Was ist Multiple Sklerose?

Kapitel
  1. 1. Überblick
  2. 2. Ursachen
  3. 3. Symptome
  4. 4. Diagnose
  5. 5. Therapie
  6. 6. Multiple Sklerose – Experteninterview

Was ist Multiple Sklerose (MS)? Die Erkrankung ist eine der häufigsten des Nervensystems. Doch nicht jeder MS-Patient landet im Rollstuhl – etwa ein Drittel der Betroffenen hat auch nach einem längeren Krankheitsverlauf keine wesentlichen Behinderungen.

 

Was ist Multiple Sklerose?

Multiple Sklerose (kurz: MS) ist eine Erkrankung, bei der sich bestimmte Teile von Nervenfasern (Myelin- oder Markschicht) im zentralen Nervensystem – also dem Gehirn und Rückenmark – entzünden. Diese Entzündungen breiten sich immer weiter aus (Dissemination) und führen zu Entzündungsherden an verschiedenen Nervenfasern des zentralen Nervensystems. Diese Herde können nur etwa so klein wie der Kopf einer Stecknadel sein oder auch den Durchmesser eines Euro-Stücks haben. Doch um die Frage „Was ist Multiple Sklerose?“ wirklich beantworten zu können, muss man sich ansehen, was die Krankheit im Nervensystem genau auslöst.

Junge Frau mit MS
Was ist Multiple Sklerose und wann bricht die Krankheit aus? Die Patienten sind meist zwischen 20 und 40 Jahre alt © Fotolia

Was ist Multiple Sklerose? Die Facherklärung: Die Myelinschicht besteht aus Fetten, Eiweißen und Wasser. Sie umhüllt die Nerven und verbessert die Reizweiterleitung.

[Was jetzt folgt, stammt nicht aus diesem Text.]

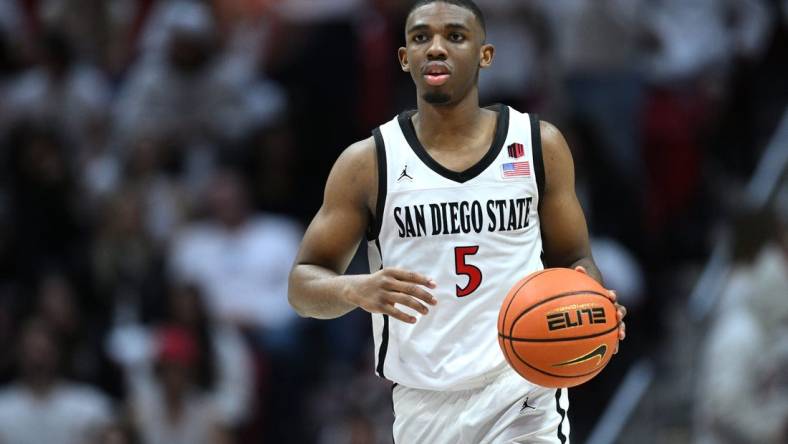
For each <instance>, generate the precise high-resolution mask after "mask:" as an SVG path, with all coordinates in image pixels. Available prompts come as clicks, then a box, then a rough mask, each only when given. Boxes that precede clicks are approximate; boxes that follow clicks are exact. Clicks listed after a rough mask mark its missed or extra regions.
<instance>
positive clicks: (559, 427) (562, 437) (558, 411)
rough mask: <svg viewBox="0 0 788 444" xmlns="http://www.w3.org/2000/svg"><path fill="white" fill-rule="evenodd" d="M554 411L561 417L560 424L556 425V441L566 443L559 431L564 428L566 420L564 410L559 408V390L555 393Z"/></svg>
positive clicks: (559, 389) (560, 389) (565, 437)
mask: <svg viewBox="0 0 788 444" xmlns="http://www.w3.org/2000/svg"><path fill="white" fill-rule="evenodd" d="M555 410H556V411H557V412H558V414H559V415H561V422H559V423H558V440H559V441H561V444H564V443H566V435H564V432H563V430H561V429H562V428H563V426H564V418H566V410H564V409H562V408H561V389H557V390H556V391H555Z"/></svg>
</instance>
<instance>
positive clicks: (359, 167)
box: [288, 138, 435, 323]
mask: <svg viewBox="0 0 788 444" xmlns="http://www.w3.org/2000/svg"><path fill="white" fill-rule="evenodd" d="M376 171H377V159H376V155H375V142H374V139H372V138H369V139H366V140H363V141H361V142H358V143H355V144H353V145H351V146H350V147H349V148H348V149H346V150H345V151H344V152H343V153H342V154H341V155H340V156H339V159H337V161H336V163H335V164H334V167H333V168H332V169H331V173H330V174H329V177H328V181H327V182H326V189H325V194H324V197H323V205H322V206H321V207H320V210H319V211H318V213H317V215H316V216H315V218H314V219H313V220H312V223H311V224H310V225H309V227H308V228H307V230H306V233H305V234H304V240H303V242H302V243H301V249H300V250H299V252H298V256H297V258H296V262H295V265H293V269H292V270H291V272H290V282H289V288H288V299H289V301H290V305H292V306H293V308H295V310H296V312H298V314H299V315H301V316H305V317H313V318H319V319H330V318H336V317H339V316H342V315H344V314H345V313H347V312H349V311H351V310H353V309H354V308H356V307H361V308H363V309H364V310H366V311H368V312H370V313H383V314H388V315H390V316H392V317H394V318H397V319H400V320H402V321H404V322H409V323H413V322H415V321H416V318H415V317H413V316H411V315H409V314H407V313H404V312H402V311H401V310H399V309H398V308H396V307H395V305H394V304H400V305H403V306H408V307H410V308H412V309H414V310H416V311H418V312H420V313H422V314H426V313H427V311H428V310H427V307H426V306H425V305H424V304H423V303H422V302H421V301H423V302H426V303H428V304H433V305H434V303H435V302H434V301H435V299H434V298H433V297H432V295H430V294H429V293H428V292H427V291H426V290H425V289H424V288H423V287H428V288H434V286H435V283H434V282H432V280H431V279H429V278H428V277H426V276H422V275H420V274H419V273H416V272H412V271H406V270H399V269H393V268H385V269H383V270H380V271H377V272H375V273H372V274H364V275H348V276H344V275H343V274H342V273H344V272H345V270H346V269H347V266H348V264H349V263H350V260H351V259H352V258H353V255H354V254H355V252H356V249H357V248H358V244H359V242H360V241H361V239H362V238H363V236H364V233H365V231H366V229H367V227H368V225H369V223H370V218H371V214H372V211H371V209H372V208H375V205H376V199H377V189H378V184H377V173H376Z"/></svg>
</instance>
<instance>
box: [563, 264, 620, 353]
mask: <svg viewBox="0 0 788 444" xmlns="http://www.w3.org/2000/svg"><path fill="white" fill-rule="evenodd" d="M575 270H576V271H579V272H581V273H583V274H588V271H586V269H585V267H582V266H577V267H575ZM605 296H607V297H608V298H609V299H610V300H611V301H612V302H613V304H615V306H616V318H617V319H618V322H619V325H618V340H619V341H623V340H624V338H626V337H627V325H626V324H625V323H624V316H626V315H627V308H626V307H624V306H623V305H621V304H619V303H618V302H616V292H615V290H607V294H606V295H605ZM616 353H618V346H616V351H614V352H613V354H616Z"/></svg>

Die ständigen (chronischen) Entzündungen bei Multiple Sklerose führen dazu, dass die Myelinschicht zurückgeht und irgendwann komplett fehlt („Entmarkung“). In der Folge funktioniert die Reizweiterleitung immer schlechter, was vielfältige Beschwerden hervorrufen kann. Andere medizinische Namen für die Multiple Sklerose lauten Encephalomyelitis disseminata und Polysklerose.

 

Multiple Sklerose immer häufiger bei Kindern und Jugendlichen

Was also ist Multiple Sklerose und wie oft tritt die Krankheit auf? In Deutschland gibt es Schätzungen zufolge etwa 122.000 Multiple Sklerose Kranke. Die Patienten sind meist zwischen 20 und 40 Jahre alt, wenn die Multiple Sklerose Symptome hervorruft und festgestellt wird. Multiple Sklerose kann aber auch schon in der Pubertät auftreten. Erkrankungen mit neurologischen Symptomen vor dem zehnten Lebensjahr sind selten, denn vermutlich dauert es etwa zehn Jahre, bis nach den ersten Veränderungen im zentralen Nervensystem spürbare Symptome auftreten. Nach dem 45. Lebensjahr sinkt das Risiko, eine Encephalomyelitis disseminata zu entwickeln, deutlich. In den letzten Jahren wird Multiple Sklerose jedoch immer häufiger bei Kindern und Jugendlichen sowie bei über 45-Jährigen festgestellt.